Dopo averci pensato un attimo, un momento di terrore aveva attraversato lo sguardo di Alice.

- E' stata l'immagine mentale più brutta che abbia mai avuto.

- Beh! Effettivamente vestito così non farei una bella figura...

- No! Macché! Cosa hai capito?!

- ... nulla?!

- Ti ho semplicemente immaginato biondo... Che cosa brutta! Penso, anzi ne sono certa, che un poser come te saprebbe portare un abito alla marinara con classe...

A quel punto non sapevo più se Alice stesse scherzando. La serata si era conclusa così,  tra chiacchiere, risate e qualche coccola sotto le stelle nel giardino dell'Accademia.

- Non vuoi più il tuo regalo?!

Davanti alla porta della sua camera, Alice mi aveva preso per un braccio, invitandomi a entrare. Aveva preso un pacchetto di colore verde dalla scrivania e me lo aveva dato.

- Wow! Un altro regalo... mi state viziando!

- E la cosa non ti piace affatto. Vero?!

- Grazie, però il vinile di Bryan Adams bastava.

- Ma proprio non lo vuoi questo regalo?! Lo tengo per me.

Alice cercò di riprendere il dono, ma lo alzai sulla mia testa.

- Il problema è sempre lo stesso... non ci riuscirai mai.

Avevo alluso alla sua altezza e come sempre la cosa non gli era andata a genio.

- Ah sì?!

Il solletico... in meno di trenta secondi mi ritrovai a terra con le lacrime agli occhi e i crampi allo stomaco per le risate, però tra un respiro veloce e l'altro ero riuscito a bloccarle le mani.

- Così giochi sporco.

In un attimo mi resi conto che Alice era letteralmente spalmata su di me. La sua figura esile copriva il mio petto. Il profumo di limone dei suoi capelli, aveva riempito le mie narici. Occhi negli occhi. Non feci nulla, lasciando a lei il passo successivo.
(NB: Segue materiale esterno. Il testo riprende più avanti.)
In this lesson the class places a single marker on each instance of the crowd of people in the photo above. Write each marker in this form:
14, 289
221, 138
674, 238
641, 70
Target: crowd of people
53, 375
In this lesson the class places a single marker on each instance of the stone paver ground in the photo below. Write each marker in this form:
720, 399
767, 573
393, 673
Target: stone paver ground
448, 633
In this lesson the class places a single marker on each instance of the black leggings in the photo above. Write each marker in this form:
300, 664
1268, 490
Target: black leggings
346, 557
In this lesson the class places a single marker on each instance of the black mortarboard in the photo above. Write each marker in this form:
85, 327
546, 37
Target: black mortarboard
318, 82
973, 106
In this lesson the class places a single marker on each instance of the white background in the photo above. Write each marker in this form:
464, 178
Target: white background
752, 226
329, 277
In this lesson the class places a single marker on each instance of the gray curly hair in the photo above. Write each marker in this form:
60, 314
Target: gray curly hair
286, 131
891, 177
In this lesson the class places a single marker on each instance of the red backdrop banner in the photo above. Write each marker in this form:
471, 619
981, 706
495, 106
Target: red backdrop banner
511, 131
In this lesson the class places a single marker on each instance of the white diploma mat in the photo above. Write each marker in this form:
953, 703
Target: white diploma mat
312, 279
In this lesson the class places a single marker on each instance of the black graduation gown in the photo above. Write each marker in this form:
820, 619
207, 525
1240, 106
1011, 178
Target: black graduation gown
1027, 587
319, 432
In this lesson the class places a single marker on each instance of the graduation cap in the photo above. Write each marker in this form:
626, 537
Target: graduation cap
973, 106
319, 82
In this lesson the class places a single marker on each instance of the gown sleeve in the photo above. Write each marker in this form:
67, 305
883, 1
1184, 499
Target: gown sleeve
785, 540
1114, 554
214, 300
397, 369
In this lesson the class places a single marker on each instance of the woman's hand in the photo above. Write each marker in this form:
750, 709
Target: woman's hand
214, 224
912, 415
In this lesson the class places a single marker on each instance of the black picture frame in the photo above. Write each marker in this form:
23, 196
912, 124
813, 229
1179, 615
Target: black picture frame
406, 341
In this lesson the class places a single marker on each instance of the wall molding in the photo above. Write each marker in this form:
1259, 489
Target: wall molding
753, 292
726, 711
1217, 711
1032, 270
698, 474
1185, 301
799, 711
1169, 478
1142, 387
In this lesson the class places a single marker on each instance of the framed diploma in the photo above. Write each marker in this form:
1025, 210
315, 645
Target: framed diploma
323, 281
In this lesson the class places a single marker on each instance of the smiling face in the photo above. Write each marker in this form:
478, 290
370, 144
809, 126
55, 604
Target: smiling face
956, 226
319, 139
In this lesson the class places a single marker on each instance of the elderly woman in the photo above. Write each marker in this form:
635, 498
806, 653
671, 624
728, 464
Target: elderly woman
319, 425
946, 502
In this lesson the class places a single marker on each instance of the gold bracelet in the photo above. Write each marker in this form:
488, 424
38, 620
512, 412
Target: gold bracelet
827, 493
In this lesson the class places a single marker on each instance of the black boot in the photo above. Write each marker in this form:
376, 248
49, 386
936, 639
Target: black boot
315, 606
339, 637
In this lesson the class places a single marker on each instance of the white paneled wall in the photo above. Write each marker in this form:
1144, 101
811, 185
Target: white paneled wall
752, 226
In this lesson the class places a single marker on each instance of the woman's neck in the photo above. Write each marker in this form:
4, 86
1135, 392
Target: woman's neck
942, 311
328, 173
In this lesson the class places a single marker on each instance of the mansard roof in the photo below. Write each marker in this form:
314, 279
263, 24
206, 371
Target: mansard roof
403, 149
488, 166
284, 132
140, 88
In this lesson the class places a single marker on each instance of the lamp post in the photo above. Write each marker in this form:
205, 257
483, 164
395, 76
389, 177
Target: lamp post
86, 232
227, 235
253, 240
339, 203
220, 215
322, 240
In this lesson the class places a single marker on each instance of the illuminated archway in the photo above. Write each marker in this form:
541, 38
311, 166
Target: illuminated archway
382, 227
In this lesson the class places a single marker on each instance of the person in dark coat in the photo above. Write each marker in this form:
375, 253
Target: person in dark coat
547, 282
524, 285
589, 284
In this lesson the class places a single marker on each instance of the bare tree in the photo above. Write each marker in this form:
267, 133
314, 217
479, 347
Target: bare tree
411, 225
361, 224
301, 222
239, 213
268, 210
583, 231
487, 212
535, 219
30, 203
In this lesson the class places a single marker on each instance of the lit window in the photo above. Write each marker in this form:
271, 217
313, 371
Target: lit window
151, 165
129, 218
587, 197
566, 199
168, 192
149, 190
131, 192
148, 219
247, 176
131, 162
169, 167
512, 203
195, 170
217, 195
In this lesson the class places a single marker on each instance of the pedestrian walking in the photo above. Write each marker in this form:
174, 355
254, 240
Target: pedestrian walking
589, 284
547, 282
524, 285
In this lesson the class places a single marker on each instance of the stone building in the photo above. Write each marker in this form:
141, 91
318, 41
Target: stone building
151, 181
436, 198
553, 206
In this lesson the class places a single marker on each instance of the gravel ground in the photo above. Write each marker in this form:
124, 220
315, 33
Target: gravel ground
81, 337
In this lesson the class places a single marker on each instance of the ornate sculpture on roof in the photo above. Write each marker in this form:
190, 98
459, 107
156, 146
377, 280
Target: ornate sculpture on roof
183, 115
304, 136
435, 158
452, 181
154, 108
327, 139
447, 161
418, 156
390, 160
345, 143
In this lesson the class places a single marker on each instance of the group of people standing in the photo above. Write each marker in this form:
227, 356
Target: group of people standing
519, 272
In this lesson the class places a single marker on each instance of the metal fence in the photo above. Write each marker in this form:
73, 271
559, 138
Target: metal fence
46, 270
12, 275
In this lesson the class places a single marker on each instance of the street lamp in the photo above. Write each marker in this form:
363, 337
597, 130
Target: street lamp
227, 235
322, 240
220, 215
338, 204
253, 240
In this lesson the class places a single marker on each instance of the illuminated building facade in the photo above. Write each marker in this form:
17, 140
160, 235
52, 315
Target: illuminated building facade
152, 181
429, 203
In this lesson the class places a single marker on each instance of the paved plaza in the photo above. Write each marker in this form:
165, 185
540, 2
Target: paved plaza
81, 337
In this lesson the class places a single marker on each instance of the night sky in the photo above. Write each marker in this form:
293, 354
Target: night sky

Volevo rimanere così per tutta la sera, con il calore del suo corpo che mi avvolgeva dolcemente, con il battiti del suo cuore contro il mio. Non mi ero mai sentito così vicino a nessuno in vita mia.

Alice aveva sfiorato leggermente le mie labbra, con una lentezza innaturale. Cercavamo continue conferme nei movimenti dell'altro, spaventati, ma allo stesso tempo impazienti di trovarci.

L'imbarazzo che si era creato tra noi ci aveva rinchiuso in una bolla d'aria immaginaria, frutto della scoperta, dei movimenti mai fatti e delle parole non dette ma trasmesse con piccoli gesti.

In quella magia ci ritrovammo nel suo letto, con la mia maglia lanciata sulla sua scrivania e le sue scarpe abbandonate vicino la porta del bagno. Ci eravamo mossi inizialmente impacciati, ma infine sicuri del momento che stavamo condividendo per la prima volta.

Ero felice. E il sorriso di Alice mi aveva tolto ogni dubbio sul suo stato d'animo.

In silenzio, così come tutto era iniziato, ci eravamo addormentati abbracciati, con il chiarore della luna che illuminava il regalo che avevo abbandonato sul pavimento.

Non ero più così impaziente di scoprire cosa fosse.